James sneezed. Or tried to. Sneezing was a decisively tricky business when one was suffering from a nasty case of decomposition. "Er, yes. Lily's absolutely correct. Nice biscuits, with butter—freshly out of the oven. Your mother used to make biscuits for the customers of the Knight Bus, didn't she, Stan? Served them with a delicious Earl Grey tea, her own blend. Very nice woman, your mother." She was also unfortunately obese, had pinched his cheeks and constantly called him Jeremy instead of James. Between he and Sirius, they'd pranked the poor old woman so many times James was surprised she hadn't tried to kill them both. Death by squishing, what a novel concept. Better not let Voldemort get wind of that one—it could prove lethal.

"Oh yes," Stan agreed hurriedly, backing up against the doors nervously. "OI!" he near-screeched. "ERN! 'E—ah... THEY'RE PAYIN'!" He promptly tumbled forward into James as the doors swung open, thwacking him a good one. Lily, having just managed to swoosh herself aside, bit back a sigh and hovered around a flailing, shrieking Stan. "Now Stan, dear, I did tell you James wasn't out for your brains, you can stop your infernal caterwauling!" she ordered sternly.

James felt like gnashing his teeth just to frighten the boy, especially after that tumble into him, but that probably wouldn't be conducive to good service—And after all the time he'd spent being Dead (capital D, thankyouverymuch) he felt he deserved a cup of cocoa, providing he could actually drink it without any... unsightly spills. "Lily, dear—ladies first?" He made covert little herding motions at the cloud.

"How thoughtful of you, James," Lily replied, and collected herself as close as possible (she didn't fancy her shin being left in another part of the country) before swirling into the Knight Bus. Stan, having pushed himself off of James's corpse, was sagging against the side of the bus and shaking visibly. "We-welcome aboard the Knight Bus." He gave Lily a small bow and nearly tumbled over. "Where're you two 'eaded this evening?"

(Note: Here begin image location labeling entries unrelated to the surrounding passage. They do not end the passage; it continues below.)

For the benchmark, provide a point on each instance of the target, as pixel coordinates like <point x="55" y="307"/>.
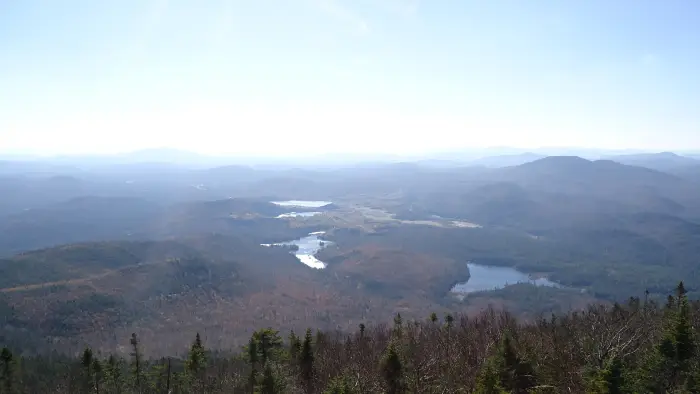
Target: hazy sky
<point x="319" y="76"/>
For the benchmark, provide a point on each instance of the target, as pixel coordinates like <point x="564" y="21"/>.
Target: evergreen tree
<point x="392" y="370"/>
<point x="196" y="359"/>
<point x="86" y="363"/>
<point x="398" y="325"/>
<point x="339" y="385"/>
<point x="306" y="362"/>
<point x="506" y="371"/>
<point x="294" y="345"/>
<point x="449" y="320"/>
<point x="8" y="371"/>
<point x="269" y="384"/>
<point x="608" y="380"/>
<point x="97" y="372"/>
<point x="433" y="317"/>
<point x="136" y="361"/>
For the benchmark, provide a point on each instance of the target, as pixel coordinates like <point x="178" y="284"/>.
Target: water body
<point x="308" y="247"/>
<point x="302" y="203"/>
<point x="297" y="215"/>
<point x="485" y="278"/>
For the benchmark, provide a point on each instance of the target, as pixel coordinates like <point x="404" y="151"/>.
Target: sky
<point x="298" y="77"/>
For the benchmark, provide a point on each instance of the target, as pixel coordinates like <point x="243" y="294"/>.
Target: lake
<point x="302" y="203"/>
<point x="485" y="278"/>
<point x="297" y="215"/>
<point x="308" y="247"/>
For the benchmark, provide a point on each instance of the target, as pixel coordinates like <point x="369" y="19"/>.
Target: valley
<point x="336" y="249"/>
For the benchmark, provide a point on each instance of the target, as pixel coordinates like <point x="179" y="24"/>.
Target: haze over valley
<point x="349" y="197"/>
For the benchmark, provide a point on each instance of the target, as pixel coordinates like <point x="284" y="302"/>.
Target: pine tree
<point x="97" y="372"/>
<point x="670" y="367"/>
<point x="269" y="383"/>
<point x="339" y="385"/>
<point x="398" y="325"/>
<point x="449" y="320"/>
<point x="86" y="363"/>
<point x="608" y="380"/>
<point x="294" y="345"/>
<point x="8" y="371"/>
<point x="136" y="361"/>
<point x="306" y="361"/>
<point x="196" y="359"/>
<point x="506" y="371"/>
<point x="392" y="370"/>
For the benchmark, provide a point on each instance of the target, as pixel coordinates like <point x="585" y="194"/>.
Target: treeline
<point x="638" y="347"/>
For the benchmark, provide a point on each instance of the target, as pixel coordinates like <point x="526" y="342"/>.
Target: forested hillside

James gave Stan a bit of a glare and straightened himself out. The insufferable prat seemed to have actually dislodged a rib! Despite the grand total of time he'd spent as a sentient corpse was probably less than half an hour, he felt that he was not about to enjoy the experience. Although—just think of the pranks he could pull—! Business first, ahem. "Hogwarts, Stan. Where else?" He grinned, a grisly sight that, after catching his reflection in a window, he decided to refrain from. "And... er... make it fast, yes?"